Two dead as powerful storm hits Southern California

Author
AP,
Publish Date
Sat, 18 Feb 2017, 6:44PM

A powerful Pacific storm has lashed southern California with wind-driven heavy rain that has downed power lines and electrocuted a man, killed a motorist in a submerged car and disrupted hundreds of flights at airports.

Homes in some central and southern parts of the state have been evacuated as a precaution due to the potential for mudslides and debris flows.

More than 300 arriving and departing flights were delayed or cancelled at Los Angeles International Airport.

In the Sherman Oaks area of Los Angeles, a falling tree downed power lines and hit a car, resulting in the electrocution of a 55-year-old man, authorities said.

Winds gusting up to 100 kilometres per hour lashed the area, and heavy rain turned creeks and rivers into brown torrents and released slews of mud from hillsides burned barren by wildfires.

Several stretches of freeways and highways were closed by flooding.

"It's crazy," said Robin Johnson, an academic adviser at the University of California, Santa Barbara.

"It's just pouring down rain. The wind is just going nuts."

In the desert town of Victorville, several cars were washed down a flooded street.

A helicopter rescued one person from the roof of a car but another motorist was found dead in a submerged vehicle, San Bernardino County fire spokesman Eric Sherwin said.

The storm took aim at southern California but also spread rain north into the San Joaquin Valley and up to San Francisco.

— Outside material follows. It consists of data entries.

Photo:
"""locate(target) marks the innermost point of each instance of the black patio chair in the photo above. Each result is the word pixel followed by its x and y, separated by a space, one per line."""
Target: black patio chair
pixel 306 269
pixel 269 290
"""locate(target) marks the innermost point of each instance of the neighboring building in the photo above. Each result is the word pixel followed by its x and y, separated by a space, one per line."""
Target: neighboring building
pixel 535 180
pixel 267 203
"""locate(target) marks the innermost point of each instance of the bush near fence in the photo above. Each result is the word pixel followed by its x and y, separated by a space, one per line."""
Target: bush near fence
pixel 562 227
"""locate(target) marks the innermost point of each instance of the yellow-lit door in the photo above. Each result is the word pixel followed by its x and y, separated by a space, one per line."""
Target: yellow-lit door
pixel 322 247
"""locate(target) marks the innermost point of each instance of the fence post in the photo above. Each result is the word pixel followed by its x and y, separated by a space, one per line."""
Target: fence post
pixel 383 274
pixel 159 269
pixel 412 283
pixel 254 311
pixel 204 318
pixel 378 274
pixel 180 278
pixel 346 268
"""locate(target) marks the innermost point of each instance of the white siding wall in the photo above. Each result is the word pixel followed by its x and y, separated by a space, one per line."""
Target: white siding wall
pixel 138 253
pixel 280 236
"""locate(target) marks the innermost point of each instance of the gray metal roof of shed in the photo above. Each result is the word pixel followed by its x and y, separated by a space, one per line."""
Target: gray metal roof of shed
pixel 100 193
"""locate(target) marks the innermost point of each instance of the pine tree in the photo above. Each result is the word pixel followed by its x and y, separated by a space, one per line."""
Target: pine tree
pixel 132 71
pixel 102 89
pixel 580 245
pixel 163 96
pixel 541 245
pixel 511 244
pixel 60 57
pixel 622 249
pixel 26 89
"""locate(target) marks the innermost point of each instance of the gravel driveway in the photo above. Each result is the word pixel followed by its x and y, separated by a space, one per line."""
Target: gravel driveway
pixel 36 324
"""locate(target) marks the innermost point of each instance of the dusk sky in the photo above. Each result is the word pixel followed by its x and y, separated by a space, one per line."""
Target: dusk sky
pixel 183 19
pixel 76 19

It was not expected to bring significant falls in the far north, where damage to spillways of the Lake Oroville dam forced evacuation of 188,000 people last weekend.

The National Weather Service said it could end up being the strongest storm to hit southern California since 1995.

The storm system was moving "very slowly" eastward and Los Angeles County was expected to see more rain through Saturday, the National Weather Service says.